I have been thinking a lot about how marketing, specifically integrated marketing, is being used among big companies and discovered that many companies are making the push. But apparently American Express is a marketing genius. If you type in “plum card” into your search engine, you do not find stories touting the wonders of the card, just the wonders of the marketing strategy. Of course, when your target market is businesses who already understand marketing strategies and the best ways to earn your customer, I guess you have to be a little smarter, a little faster, and perhaps, a little purpler. Here is the breakdown of what AmEx used.
The Launch to the Right Crowd… The American Express Open Plum Card launched at the Inc 500 Event in Chicago on September 7, 2007. This event, sponsored and named for Inc Magazine, recognizes the top privately owned companies in the United States. Attendees of the event were each given iPods with a leather case and invited to be the first to apply for the card. Scarcity Marketing… There was a limited first release of 10,000 members, something blogger Jim Bruene calls “scarcity marketing,” putting a number on how many, to get more than enough consumers interested. [You can access the full post at http://www.netbanker.com/2007/11/american_express_plum_card_uses_unique_marketing.html.%5D Bruene noted that the Plum Card website had a countdown clock and a waiting list, which he couldn’t get on fast enough. And so it seems that even savvy businesspeople can be dazzled by marketing.
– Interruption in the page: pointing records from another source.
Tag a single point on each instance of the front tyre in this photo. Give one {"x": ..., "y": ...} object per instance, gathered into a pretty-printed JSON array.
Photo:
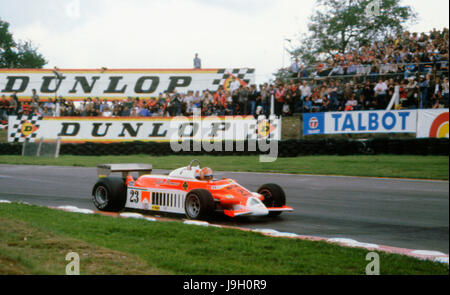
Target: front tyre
[
  {"x": 110, "y": 194},
  {"x": 199, "y": 204},
  {"x": 273, "y": 196}
]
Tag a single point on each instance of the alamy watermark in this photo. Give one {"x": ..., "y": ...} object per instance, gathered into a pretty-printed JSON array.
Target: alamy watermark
[
  {"x": 228, "y": 134},
  {"x": 73, "y": 267},
  {"x": 373, "y": 267}
]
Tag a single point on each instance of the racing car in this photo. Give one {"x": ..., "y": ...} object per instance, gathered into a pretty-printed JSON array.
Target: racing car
[{"x": 189, "y": 190}]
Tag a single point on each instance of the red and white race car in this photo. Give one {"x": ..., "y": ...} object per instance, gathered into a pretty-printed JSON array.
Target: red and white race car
[{"x": 189, "y": 190}]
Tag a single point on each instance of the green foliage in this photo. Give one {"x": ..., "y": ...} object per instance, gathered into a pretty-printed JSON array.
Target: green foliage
[
  {"x": 21, "y": 54},
  {"x": 342, "y": 25}
]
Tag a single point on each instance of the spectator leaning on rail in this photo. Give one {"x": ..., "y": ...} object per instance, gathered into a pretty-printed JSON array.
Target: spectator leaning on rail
[{"x": 197, "y": 62}]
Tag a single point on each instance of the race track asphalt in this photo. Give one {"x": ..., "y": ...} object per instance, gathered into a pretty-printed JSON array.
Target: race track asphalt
[{"x": 404, "y": 213}]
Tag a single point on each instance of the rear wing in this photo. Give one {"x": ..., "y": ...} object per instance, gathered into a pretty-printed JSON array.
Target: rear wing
[{"x": 104, "y": 170}]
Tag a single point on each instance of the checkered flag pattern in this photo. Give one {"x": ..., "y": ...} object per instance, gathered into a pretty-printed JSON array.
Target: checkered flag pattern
[
  {"x": 269, "y": 125},
  {"x": 17, "y": 135},
  {"x": 244, "y": 74}
]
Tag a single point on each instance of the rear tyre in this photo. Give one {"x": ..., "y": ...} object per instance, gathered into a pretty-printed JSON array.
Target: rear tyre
[
  {"x": 199, "y": 204},
  {"x": 273, "y": 197},
  {"x": 110, "y": 194}
]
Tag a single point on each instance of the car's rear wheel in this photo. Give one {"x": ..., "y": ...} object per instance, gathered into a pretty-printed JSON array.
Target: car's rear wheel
[
  {"x": 110, "y": 194},
  {"x": 199, "y": 204},
  {"x": 273, "y": 197}
]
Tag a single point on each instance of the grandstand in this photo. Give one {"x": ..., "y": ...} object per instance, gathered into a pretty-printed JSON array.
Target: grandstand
[{"x": 361, "y": 79}]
Spotlighting the Consumer… American Express OPEN also ran several television ads, which most of you have probably seen. The campaign features small businesses and congratulates them on receiving the new card. The television ad I remember was for a company called Pinkberry, someone I had never heard of. The frozen yogurt company is mostly in the western part of the country but that did not stop me from wanting their product. The campaign was simple and astoundingly brilliant. Feature companies in your ads to encourage other companies to apply for your card, and hint at the idea that if they are card members, perhaps they will end up in your advertisements as well. I guess nothing gets a business like free advertising and a pretty new card too. Andrew Jacob, founder of the Jacob Group, says he believes these commercials are currently the best on television. “What better way to get small businesses to apply for the Plum Card than to get them fantasying about being selected by AMEX to be on their commercial? While it would be a long shot, Small business owners “believe” in what they are doing, “believe” they re unstoppable, and “believe their Small business is so great that they may actually have a shot at making it in the AMEX commercial!”
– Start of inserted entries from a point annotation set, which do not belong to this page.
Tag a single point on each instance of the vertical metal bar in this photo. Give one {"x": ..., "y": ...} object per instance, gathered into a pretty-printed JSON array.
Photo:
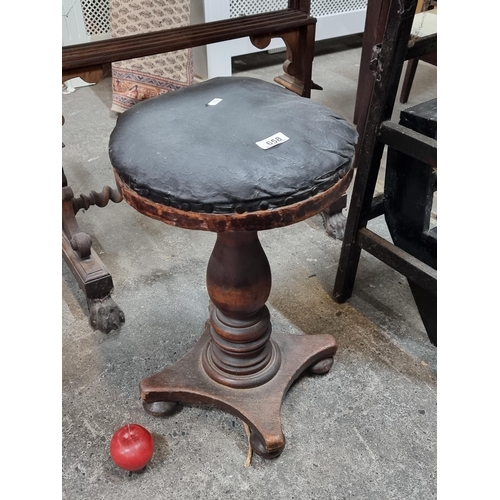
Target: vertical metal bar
[{"x": 387, "y": 65}]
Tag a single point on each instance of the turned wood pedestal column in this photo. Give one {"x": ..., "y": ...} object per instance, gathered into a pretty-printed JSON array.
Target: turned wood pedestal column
[{"x": 237, "y": 364}]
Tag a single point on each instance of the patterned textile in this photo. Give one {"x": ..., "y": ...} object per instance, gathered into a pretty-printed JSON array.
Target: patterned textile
[{"x": 145, "y": 77}]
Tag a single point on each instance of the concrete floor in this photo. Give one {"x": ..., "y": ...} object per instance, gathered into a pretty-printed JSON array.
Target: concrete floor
[{"x": 366, "y": 430}]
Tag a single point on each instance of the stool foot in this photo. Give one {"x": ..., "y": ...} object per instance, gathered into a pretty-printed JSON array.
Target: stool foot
[
  {"x": 187, "y": 382},
  {"x": 322, "y": 367}
]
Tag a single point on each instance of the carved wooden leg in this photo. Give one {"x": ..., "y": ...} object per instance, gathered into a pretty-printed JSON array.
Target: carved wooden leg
[
  {"x": 236, "y": 365},
  {"x": 87, "y": 268},
  {"x": 334, "y": 220}
]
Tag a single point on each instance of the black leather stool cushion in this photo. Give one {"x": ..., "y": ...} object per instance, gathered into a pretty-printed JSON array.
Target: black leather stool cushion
[{"x": 177, "y": 150}]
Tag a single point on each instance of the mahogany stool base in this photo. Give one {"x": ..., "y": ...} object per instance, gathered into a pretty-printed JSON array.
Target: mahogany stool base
[{"x": 187, "y": 382}]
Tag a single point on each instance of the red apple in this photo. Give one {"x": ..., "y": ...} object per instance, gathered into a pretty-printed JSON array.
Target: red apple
[{"x": 131, "y": 447}]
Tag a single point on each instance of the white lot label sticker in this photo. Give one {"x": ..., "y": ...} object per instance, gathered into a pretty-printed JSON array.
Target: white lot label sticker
[
  {"x": 215, "y": 101},
  {"x": 274, "y": 140}
]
Following the Trend….Though a credit card doesn’t always bring to mind trendsetting fashion, AmEx did hit on a very real trend in American marketing. The color (technically, burgundy) is a fashionable color and represents elegance and sophistication. Tom Julian, president of the Tom Julian Group, says the color “appeals to the emotional side of one’s passions and interests, the individual desire for zest and to be distinct.” Additionally, fruit is all the rage right now, [think Apple and Blackberry].
Making it Accessible…American Express purchased the lead finder (I have no idea what the technical term is called) on Google so that when people went to find it, it was at the top of the page. Another smart move, the company added a tagline to the top spot, “Whose getting a Plum Card? Initial release of 10,000 cards.” American Express also set up a Facebook page so card members could tell everyone how much they loved their new card. Advertising in the Right Place… American Express also ran a series of ads in the Wall Street journal a few weeks after the premiere launch announcing the card. At that point, American Express put out the application invitation to anyone falling within the guidelines: businesses that have revenue between six and seven figures, purchase materials/supplies and inventory in addition to other business items. [You can view the product at www.plumcard.com.]
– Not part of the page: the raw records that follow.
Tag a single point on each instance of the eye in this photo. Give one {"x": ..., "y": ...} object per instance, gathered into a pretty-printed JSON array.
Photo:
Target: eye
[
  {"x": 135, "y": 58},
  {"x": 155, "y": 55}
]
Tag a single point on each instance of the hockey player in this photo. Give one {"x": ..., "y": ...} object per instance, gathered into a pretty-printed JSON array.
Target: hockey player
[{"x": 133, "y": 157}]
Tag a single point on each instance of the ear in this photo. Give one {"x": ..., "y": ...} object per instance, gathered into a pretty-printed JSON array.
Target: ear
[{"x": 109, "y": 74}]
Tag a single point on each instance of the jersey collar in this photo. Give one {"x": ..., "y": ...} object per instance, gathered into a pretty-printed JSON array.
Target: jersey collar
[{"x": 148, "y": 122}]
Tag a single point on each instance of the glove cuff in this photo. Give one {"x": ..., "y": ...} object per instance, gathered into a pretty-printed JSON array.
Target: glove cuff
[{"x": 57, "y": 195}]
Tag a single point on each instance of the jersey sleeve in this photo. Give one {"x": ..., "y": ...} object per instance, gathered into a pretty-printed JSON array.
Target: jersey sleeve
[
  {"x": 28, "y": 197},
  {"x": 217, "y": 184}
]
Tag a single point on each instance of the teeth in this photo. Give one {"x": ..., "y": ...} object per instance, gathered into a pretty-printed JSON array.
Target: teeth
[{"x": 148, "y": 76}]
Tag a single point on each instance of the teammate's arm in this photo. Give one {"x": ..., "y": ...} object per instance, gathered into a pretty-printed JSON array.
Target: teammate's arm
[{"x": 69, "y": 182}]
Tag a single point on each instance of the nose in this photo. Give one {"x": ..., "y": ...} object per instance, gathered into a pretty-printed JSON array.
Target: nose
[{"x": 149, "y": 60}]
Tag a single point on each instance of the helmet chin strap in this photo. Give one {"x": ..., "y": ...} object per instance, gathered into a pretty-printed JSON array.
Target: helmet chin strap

The American Express campaign’s target audience is certainly one of the most difficult to market, because they know all the strategies and have probably employed most of them. Credit card companies are ruthless in getting people to apply for their cards and anyone who has been to college or a festival or a large tourist attraction knows what I mean. Obviously the campaign was a success, garnering 10,000 card members in less than nine months. However, I will say that American Express has their work cut out for them in differentiating between their charter members and general membership population. With such a heavy push for being one of the first, it is important for AmEx to treat the original 10,000 members as a higher, more loyal class of customers.